Seattle startup Moondream released the compact visual language model moondream2, which has only 1.6 billion parameters, but has performed well in various benchmark tests, even better than some models with larger parameters. As an open source model, moondream2 can run locally on low-performance devices such as smartphones, and has powerful image and text processing capabilities, including Q&A, OCR, object counting and classification. Its scores over 60% on DocVQA, TextVQA and GQA, demonstrating its powerful ability when executed locally. Moondream has received $4.5 million in seed rounds and continues to update the model to improve its performance.
Recently, Moondream, a Seattle startup, launched a compact visual language model called moondream2. Despite its small size, the model has performed well in various benchmarks and has attracted much attention. As an open source model, moondream2 is expected to implement local image recognition on smartphones.

Moondream2 was officially released in March. The model is capable of processing text and image input, and has the ability to answer questions, text extraction (OCR), object counting and item classification. Since its release, the Moondream team has continuously updated the model to continuously improve its benchmark performance. The July edition showed significant improvements in OCR and documentation understanding, especially in the analysis of historical economic data. The model scored more than 60% on DocVQA, TextVQA and GQA, showing its powerful ability when executed locally.
A distinctive feature of moondream2 is its compact size: only 1.6 billion parameters, which makes it run not only on cloud servers, but also on local computers and even some low-performance devices such as smartphones or single-board computers. .
Despite its small size, its performance is comparable to some competitive models with billions of parameters, and even outperforms these larger models in some benchmarks.
In comparison of mobile device visual language models, the researchers pointed out that although moondream2 has only 170 million parameters, its performance is comparable to that of the 700 million parameters model, and it only performs slightly inferior to the SQA dataset.
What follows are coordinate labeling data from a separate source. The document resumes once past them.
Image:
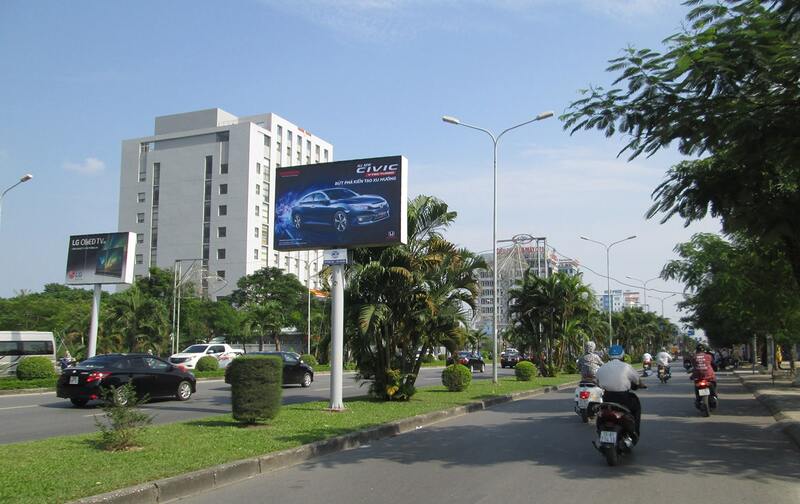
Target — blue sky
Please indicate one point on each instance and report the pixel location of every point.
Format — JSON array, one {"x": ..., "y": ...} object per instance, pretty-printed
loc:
[{"x": 373, "y": 77}]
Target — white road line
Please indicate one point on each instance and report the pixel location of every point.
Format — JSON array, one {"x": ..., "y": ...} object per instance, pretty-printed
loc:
[{"x": 20, "y": 407}]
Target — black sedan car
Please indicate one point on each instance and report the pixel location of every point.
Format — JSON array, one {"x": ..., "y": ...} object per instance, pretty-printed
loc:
[
  {"x": 148, "y": 374},
  {"x": 295, "y": 371},
  {"x": 474, "y": 361},
  {"x": 339, "y": 208}
]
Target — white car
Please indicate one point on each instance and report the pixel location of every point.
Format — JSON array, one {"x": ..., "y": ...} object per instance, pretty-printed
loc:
[{"x": 189, "y": 356}]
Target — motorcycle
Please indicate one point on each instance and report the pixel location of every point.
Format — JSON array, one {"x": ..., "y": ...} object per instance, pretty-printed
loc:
[
  {"x": 664, "y": 373},
  {"x": 708, "y": 401},
  {"x": 616, "y": 431},
  {"x": 588, "y": 397}
]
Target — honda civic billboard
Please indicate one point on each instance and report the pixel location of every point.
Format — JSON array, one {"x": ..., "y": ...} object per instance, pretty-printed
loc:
[
  {"x": 344, "y": 204},
  {"x": 105, "y": 258}
]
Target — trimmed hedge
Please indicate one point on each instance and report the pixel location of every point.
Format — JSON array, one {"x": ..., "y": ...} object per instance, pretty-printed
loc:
[
  {"x": 456, "y": 377},
  {"x": 207, "y": 363},
  {"x": 32, "y": 368},
  {"x": 525, "y": 371},
  {"x": 309, "y": 359},
  {"x": 255, "y": 387}
]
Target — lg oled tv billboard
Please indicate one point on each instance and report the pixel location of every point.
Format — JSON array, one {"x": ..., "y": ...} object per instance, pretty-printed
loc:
[
  {"x": 344, "y": 204},
  {"x": 105, "y": 258}
]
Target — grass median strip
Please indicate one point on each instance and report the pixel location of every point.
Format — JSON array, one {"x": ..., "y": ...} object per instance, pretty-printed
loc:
[{"x": 69, "y": 467}]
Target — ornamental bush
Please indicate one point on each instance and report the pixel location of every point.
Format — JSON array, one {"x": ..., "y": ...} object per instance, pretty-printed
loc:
[
  {"x": 31, "y": 368},
  {"x": 207, "y": 363},
  {"x": 456, "y": 377},
  {"x": 255, "y": 387},
  {"x": 309, "y": 359},
  {"x": 525, "y": 371}
]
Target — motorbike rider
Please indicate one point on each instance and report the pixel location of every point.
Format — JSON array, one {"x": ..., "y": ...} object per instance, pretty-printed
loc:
[
  {"x": 617, "y": 377},
  {"x": 589, "y": 363},
  {"x": 703, "y": 369},
  {"x": 663, "y": 359}
]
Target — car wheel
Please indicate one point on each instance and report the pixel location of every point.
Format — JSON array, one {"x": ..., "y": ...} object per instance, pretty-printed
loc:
[
  {"x": 184, "y": 391},
  {"x": 340, "y": 221}
]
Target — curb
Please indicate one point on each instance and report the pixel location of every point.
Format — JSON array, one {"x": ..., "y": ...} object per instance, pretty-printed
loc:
[
  {"x": 196, "y": 482},
  {"x": 789, "y": 426}
]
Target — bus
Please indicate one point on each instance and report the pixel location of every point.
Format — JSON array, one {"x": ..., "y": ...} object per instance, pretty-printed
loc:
[{"x": 16, "y": 345}]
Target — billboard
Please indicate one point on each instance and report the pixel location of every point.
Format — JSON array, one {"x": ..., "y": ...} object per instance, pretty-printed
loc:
[
  {"x": 105, "y": 258},
  {"x": 344, "y": 204}
]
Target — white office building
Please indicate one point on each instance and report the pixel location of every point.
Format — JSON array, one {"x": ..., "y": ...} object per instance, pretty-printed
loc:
[{"x": 201, "y": 190}]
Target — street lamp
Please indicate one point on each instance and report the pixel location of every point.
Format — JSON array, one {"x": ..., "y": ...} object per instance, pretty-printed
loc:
[
  {"x": 22, "y": 179},
  {"x": 495, "y": 140},
  {"x": 608, "y": 278},
  {"x": 644, "y": 285}
]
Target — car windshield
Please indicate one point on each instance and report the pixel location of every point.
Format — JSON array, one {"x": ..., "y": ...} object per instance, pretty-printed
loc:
[
  {"x": 340, "y": 193},
  {"x": 99, "y": 361},
  {"x": 196, "y": 349}
]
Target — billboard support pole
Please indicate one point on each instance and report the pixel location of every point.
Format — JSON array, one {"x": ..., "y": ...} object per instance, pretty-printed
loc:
[
  {"x": 92, "y": 350},
  {"x": 337, "y": 337}
]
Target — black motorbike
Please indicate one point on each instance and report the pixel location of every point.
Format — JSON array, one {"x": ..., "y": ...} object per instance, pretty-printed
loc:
[{"x": 616, "y": 431}]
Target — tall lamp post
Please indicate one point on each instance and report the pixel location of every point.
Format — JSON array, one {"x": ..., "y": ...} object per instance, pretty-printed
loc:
[
  {"x": 608, "y": 278},
  {"x": 644, "y": 286},
  {"x": 495, "y": 140},
  {"x": 22, "y": 179}
]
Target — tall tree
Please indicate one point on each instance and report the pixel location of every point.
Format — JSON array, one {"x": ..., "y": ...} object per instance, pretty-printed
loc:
[{"x": 725, "y": 89}]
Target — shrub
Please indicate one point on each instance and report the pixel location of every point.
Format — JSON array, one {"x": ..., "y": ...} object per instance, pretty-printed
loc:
[
  {"x": 31, "y": 368},
  {"x": 122, "y": 423},
  {"x": 309, "y": 359},
  {"x": 456, "y": 377},
  {"x": 255, "y": 387},
  {"x": 207, "y": 363},
  {"x": 525, "y": 371}
]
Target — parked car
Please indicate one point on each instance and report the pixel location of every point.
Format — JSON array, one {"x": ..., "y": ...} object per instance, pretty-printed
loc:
[
  {"x": 339, "y": 208},
  {"x": 295, "y": 371},
  {"x": 189, "y": 356},
  {"x": 510, "y": 358},
  {"x": 474, "y": 361},
  {"x": 148, "y": 374}
]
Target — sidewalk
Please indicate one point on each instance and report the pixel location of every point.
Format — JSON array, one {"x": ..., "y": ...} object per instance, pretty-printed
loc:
[{"x": 780, "y": 398}]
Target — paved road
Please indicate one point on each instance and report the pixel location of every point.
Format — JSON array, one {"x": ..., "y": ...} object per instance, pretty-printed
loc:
[
  {"x": 36, "y": 416},
  {"x": 537, "y": 450}
]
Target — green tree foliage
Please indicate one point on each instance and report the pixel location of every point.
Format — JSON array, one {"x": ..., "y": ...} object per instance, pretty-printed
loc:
[
  {"x": 271, "y": 300},
  {"x": 725, "y": 89},
  {"x": 402, "y": 301},
  {"x": 255, "y": 387}
]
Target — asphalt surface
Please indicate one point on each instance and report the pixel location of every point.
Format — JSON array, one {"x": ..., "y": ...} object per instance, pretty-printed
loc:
[
  {"x": 537, "y": 450},
  {"x": 36, "y": 416}
]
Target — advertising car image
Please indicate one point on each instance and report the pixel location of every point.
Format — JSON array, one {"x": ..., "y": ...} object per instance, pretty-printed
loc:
[{"x": 359, "y": 202}]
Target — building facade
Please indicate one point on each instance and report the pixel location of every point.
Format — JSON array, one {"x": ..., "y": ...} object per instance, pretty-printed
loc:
[{"x": 200, "y": 190}]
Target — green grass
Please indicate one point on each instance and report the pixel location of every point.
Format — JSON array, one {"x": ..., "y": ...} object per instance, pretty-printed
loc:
[{"x": 70, "y": 467}]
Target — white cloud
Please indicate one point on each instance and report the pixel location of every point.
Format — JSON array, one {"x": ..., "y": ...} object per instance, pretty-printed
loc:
[{"x": 90, "y": 166}]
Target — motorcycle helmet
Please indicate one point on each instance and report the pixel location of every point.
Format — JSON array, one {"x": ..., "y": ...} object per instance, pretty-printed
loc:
[{"x": 616, "y": 352}]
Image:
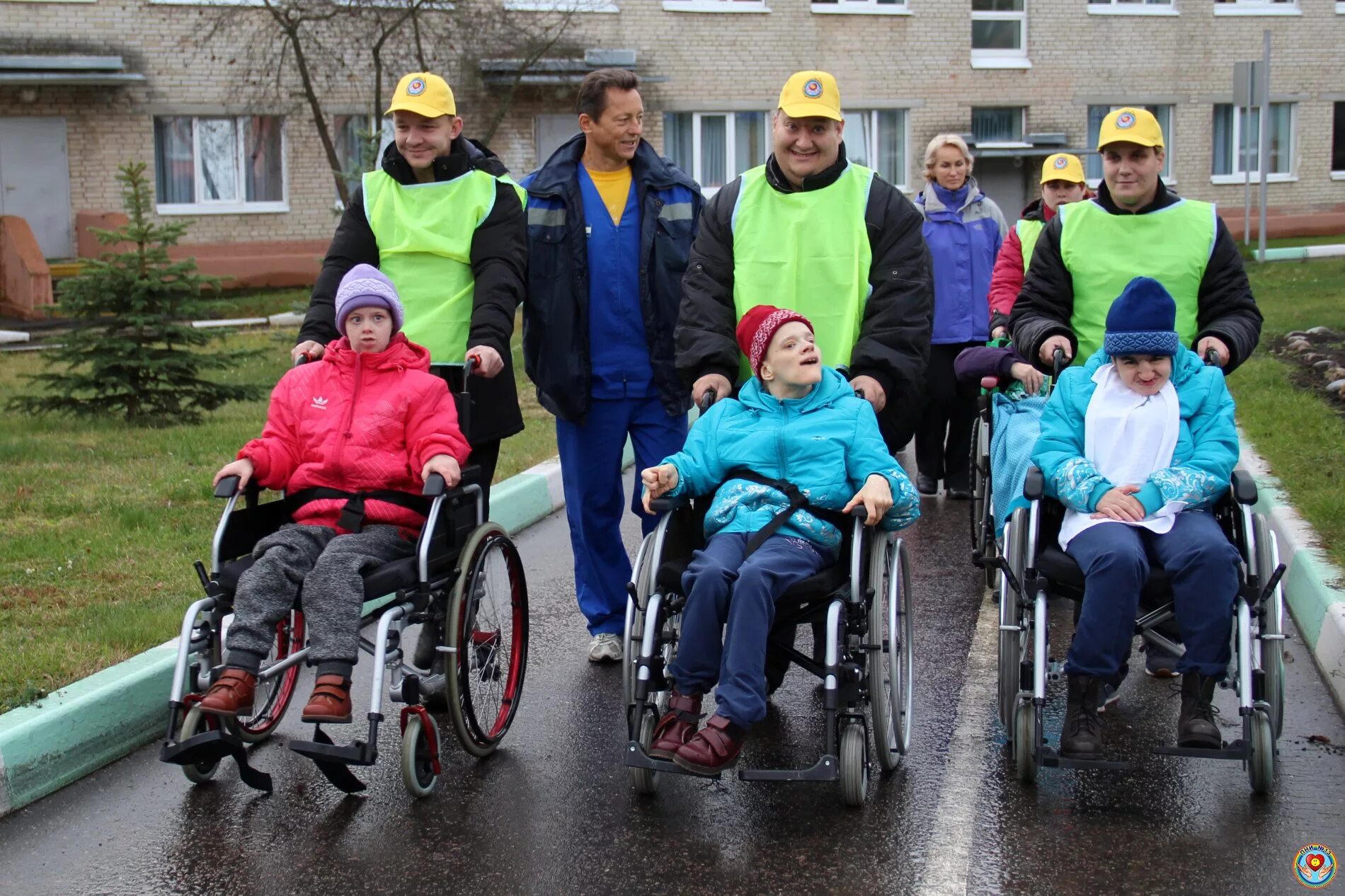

This shows that despite the excellent performance of the small model, there are challenges in understanding a specific context.

Vikhyat Korrapati, the developer of the model, said moondream2 was built on other models such as SigLIP, Microsoft's Phi-1.5 and LLaVA training datasets. The open source model is now available for free on GitHub and has a demo version on Hugging Face. On the coding platform, moondream2 has also attracted widespread attention from the developer community and has received more than 5,000 star ratings.
The success attracted investors' attention: Moondream successfully raised $4.5 million in a seed round led by Felicis Ventures, Microsoft's M12GitHub fund and Ascend. The company's CEO Jay Allen has worked for Amazon Web Services (AWS) for many years and leads the growing startup.
The launch of moondream2 marks the birth of a range of professionally optimized open source models that require less resources when providing similar performance to larger, older models. Although there are some small local models on the market, such as Apple's Smart Assistant and Google's Gemini Nano, these two manufacturers are still outsourcing more complex tasks to the cloud to solve.
huggingface:https://huggingface.co/vikhyatk/moondream2
github:https://github.com/vikhyat/moondream
Key points:
Moondream has launched moondream2, a visual language model with only 160 million parameters, which can run on small devices such as smartphones.
The model has strong text and image processing capabilities, can answer questions, perform OCR, count objects, and classify benchmarks, and perform excellent benchmarking.
Moondream successfully raised $4.5 million in funding, and the CEO worked at Amazon, and the team continued to update and improve model performance.
The emergence of moondream2 has brought new possibilities to mobile AI applications, and its open source features have also promoted the active participation and innovation of the developer community. In the future, with the continuous development of technology, small and efficient AI models like moondream2 will play an important role in more fields.